Houston Rockets reason #2 why Stephen Silas shouldn’t be fired: Abysmal shooting
While a good roster can overcome bad coaching, a bad roster can obscure great coaching. Whether Silas is a good coach or not remains to be seen but there are some promising indicators from his first season at the helm.
The two most valuable shots in the NBA are shots at the rim and shots from behind the arc. Lay-ups and threes are the bread and butter of NBA offenses and the math bears this out pretty resoundingly.
Based upon the league average conversation of shots, a shot at the rim is worth 1.35 points and a 3-pointer is worth 1.1 points per shot. Shots from 3-10 feet (.856), 10-16 feet (.866), and 16 feet to the 3-point line (.816) are all worth under a point per shot.
In essence, if you want a good offense you want to be taking lay-ups and threes and that’s exactly what the Rockets have done. For the season, the Rockets have taken 73.7-percent of their shots either at the rim or from behind the arc.

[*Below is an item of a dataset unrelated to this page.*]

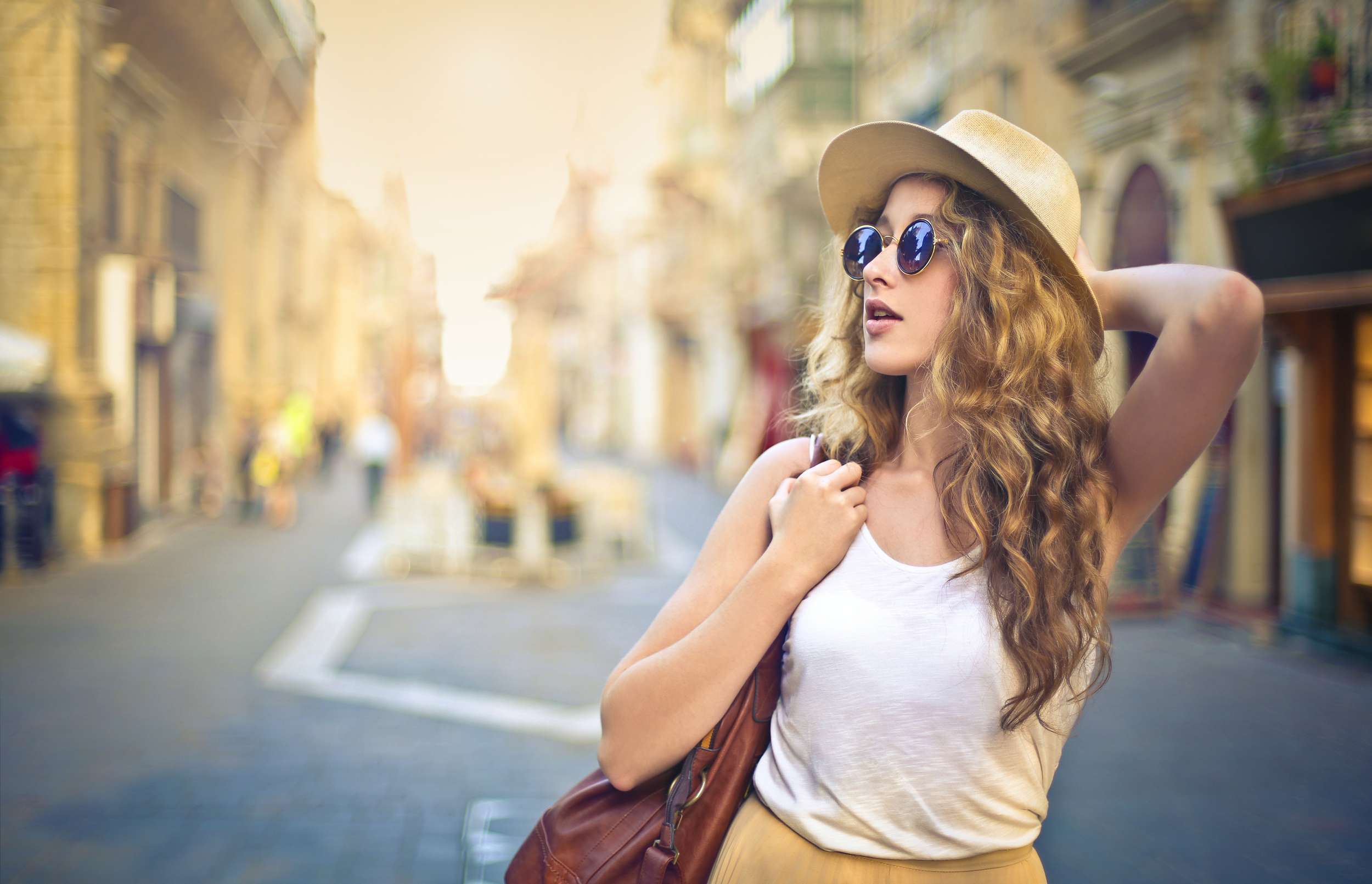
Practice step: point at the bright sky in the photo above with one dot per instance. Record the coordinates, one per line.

That figure leads the NBA by 3-percent which is a sizable margin considering the league average is 64.6-percent. Stephen Silas has built an offense that is the best in the league at generating the best types of shots.
The Rockets’ downfall has been their complete and utter inability to hit shots. This isn’t an example of Silas building an offense that doesn’t play to his team’s strengths either.
The Rockets are not only the worst 3-point shooting team in the league, they’re the worst mid-range shooting team as well. The Rockets have the 4th worst offensive rating in the NBA and if it wasn’t for their offense generating the most valuable shots it’s very likely it would be the worst.
Stephen Silas’ offensive vision needs to be believed in. The Rockets are taking the best shots in the game but their roster has utterly betrayed them. Give Silas an average shooting team and the Rockets would challenge for a top-10 offense, it’s as simple as that.